World's One-Time Largest FX Hedge Fund On Verge Of Shutdown
There is a reason why John Taylor of FX Concepts, founded in 1981 and which once upon a time was the world's largest FX hedge fund, has kept a very quiet profile lately despite his often bombastic prognostications in 2011 and 2012: the firm may be on the verge of shut down following a recent surge in redemptions resulting from woeful performance in the past three years. FX Week reports that AUM at FX Concepts "have continued to fall and the fund's chief strategist confirms the board's ideas haven't worked so far." It adds that the hedge fund is in "dangerous territory after the departure of several major clients and falling assets under management, prompting the firm's board to rethink its strategy, officials have confirmed." As a result of a surge in redemptions, assets under management have declined from a peak of $14.2 billion in 2007 to less than $1 billion this year, having been at $4.5 billion in early 2012.
Earlier this year, FX Concepts saw the exit of two major clients – the Pennsylvania Public School Employees' Retirement System and the Bayerische Versorgungskammer pension fund – but further clients are understood to have left in recent weeks.
The culprit: the same affliction that is currently impairing all other hedge funds in a centrally-planned market - underperformance. FX Concepts' flagship multi-strategy fund is down 11.35% this year through August. It was down 14.47% in 2011 and down 3.11% in 2012. Overall, the fund's annualized returns since January 2002 are a paltry 3.74%, CNBC reports.
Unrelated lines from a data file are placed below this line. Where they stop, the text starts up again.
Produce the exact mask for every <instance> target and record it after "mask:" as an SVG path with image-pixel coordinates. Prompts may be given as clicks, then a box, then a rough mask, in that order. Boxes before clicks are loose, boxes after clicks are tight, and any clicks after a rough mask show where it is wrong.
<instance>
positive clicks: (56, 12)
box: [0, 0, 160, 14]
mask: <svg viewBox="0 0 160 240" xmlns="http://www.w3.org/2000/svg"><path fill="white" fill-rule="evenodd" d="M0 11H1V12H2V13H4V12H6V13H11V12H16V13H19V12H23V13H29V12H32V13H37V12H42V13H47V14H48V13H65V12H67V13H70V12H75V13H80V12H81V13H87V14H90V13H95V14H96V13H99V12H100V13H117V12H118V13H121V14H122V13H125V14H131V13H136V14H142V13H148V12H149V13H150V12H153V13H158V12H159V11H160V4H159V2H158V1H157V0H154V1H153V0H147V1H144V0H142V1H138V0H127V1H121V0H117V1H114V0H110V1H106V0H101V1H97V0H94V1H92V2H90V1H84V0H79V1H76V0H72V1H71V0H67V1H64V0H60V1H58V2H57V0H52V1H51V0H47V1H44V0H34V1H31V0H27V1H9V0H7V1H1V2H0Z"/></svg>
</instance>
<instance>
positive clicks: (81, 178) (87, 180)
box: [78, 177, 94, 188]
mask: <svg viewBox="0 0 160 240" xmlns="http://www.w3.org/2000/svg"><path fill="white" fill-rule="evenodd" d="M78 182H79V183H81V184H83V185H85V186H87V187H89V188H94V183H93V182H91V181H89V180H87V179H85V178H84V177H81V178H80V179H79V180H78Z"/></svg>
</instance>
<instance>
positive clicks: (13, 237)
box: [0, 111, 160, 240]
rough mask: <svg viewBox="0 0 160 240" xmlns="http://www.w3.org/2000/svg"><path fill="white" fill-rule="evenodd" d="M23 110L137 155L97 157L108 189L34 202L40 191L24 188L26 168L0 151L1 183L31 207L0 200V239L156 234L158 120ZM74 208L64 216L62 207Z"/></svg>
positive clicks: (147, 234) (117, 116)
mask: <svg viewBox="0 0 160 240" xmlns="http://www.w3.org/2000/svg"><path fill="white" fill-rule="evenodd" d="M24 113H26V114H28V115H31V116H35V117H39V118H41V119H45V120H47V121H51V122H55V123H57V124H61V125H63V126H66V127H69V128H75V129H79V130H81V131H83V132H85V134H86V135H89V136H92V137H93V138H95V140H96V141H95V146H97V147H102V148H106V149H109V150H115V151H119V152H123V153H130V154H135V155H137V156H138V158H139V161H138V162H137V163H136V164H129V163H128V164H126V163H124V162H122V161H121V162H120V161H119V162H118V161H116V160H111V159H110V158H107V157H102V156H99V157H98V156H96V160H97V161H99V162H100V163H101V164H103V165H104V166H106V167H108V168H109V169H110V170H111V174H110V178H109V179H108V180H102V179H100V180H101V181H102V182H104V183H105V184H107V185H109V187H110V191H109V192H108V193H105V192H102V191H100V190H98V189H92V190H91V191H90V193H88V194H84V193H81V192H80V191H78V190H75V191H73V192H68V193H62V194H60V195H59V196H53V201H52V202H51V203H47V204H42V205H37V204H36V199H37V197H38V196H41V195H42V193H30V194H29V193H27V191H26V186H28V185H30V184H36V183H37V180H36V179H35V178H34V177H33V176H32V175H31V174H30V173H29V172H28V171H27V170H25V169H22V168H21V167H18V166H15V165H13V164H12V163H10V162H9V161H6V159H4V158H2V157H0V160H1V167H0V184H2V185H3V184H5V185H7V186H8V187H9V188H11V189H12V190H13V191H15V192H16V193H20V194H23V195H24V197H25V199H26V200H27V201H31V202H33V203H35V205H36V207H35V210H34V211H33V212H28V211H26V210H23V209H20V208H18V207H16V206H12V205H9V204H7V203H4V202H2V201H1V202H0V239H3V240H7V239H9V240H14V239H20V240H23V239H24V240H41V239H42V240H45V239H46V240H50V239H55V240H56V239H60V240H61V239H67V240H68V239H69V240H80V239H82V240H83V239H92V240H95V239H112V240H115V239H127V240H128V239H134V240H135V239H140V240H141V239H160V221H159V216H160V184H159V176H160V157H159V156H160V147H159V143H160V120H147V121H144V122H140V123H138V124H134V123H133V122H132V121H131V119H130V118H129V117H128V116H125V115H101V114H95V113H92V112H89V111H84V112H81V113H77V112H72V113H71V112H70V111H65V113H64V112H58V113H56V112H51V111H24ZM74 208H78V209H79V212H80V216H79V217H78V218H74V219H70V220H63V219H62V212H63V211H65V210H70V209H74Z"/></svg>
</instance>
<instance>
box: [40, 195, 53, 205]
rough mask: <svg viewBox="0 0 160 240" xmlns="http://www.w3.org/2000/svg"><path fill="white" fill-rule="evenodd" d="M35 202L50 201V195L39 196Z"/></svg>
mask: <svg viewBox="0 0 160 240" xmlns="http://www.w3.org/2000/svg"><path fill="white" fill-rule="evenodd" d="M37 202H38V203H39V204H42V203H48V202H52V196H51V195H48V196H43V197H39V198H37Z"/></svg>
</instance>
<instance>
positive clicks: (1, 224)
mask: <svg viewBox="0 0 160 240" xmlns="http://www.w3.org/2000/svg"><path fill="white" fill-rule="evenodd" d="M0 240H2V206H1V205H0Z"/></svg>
It also fell 14.47 percent in 2011 and lost 3.11 percent in 2012. The fund produced net annualized returns of 3.74 percent from January 2002 through this August.
"FX Concepts has lost a number of investors. We're still an ongoing business, but there is clearly a lot of pressure on us to rethink our strategy and come up with a way out. The performance of our headline fund has been very frustrating this year," says Bob Savage, chief strategist at FX Concepts in New York.
Savage, who joined FX Concepts a year ago after selling his research business to the firm, declined to name the latest client to leave, but confirmed that a number of major clients have been closing out their positions with FX Concepts. "We're winding down some positions in the headline fund in an organised and professional fashion," he says.
But while Savage is hopeful that a rebound may take place and the firm will bounce back, the firm's fate may have been all but sealed when one of its last remaining large institutional clients, the San Fran Employees' Retirement System, voted on September 11 to pull its funds. CNBC's Lawrence Delevingne reports:
"The Board approved reducing its currency overlay program target to zero percent," Huish said in an email to CNBC.com. "There is no intention at this time to redeploy the currency overlay mandate to any new currency managers."
San Francisco had more than $450 million with New York-based FX Concepts, a majority of the $661 million the firm reported managing overall in its latest Securities and Exchange Commission filing.
That redemption may have been fatal.
The sad but inevitable conclusion follows:
According to two people familiar with the situation, FX Concepts is in the process of liquidating its hedge funds and laid off most employees in recent weeks.
Sadly as more and more HFT algos move from the barren wasteland that is now stocks to dominate FX trading, yet another old-school, carbon-based investor is pulling out, meaning all those ridiculous moves we have grown to know and loathe in stocks land are about to dominate FX. The only problem is that 1000 pip moves in FX are not quite as easy to undo as a flash crash taking down any one individual stock, ETF or index to 0 or alternatively sending it to infinity.
The good news: the circus that are capital markets under Ben Bernanke is about to get that much funnier.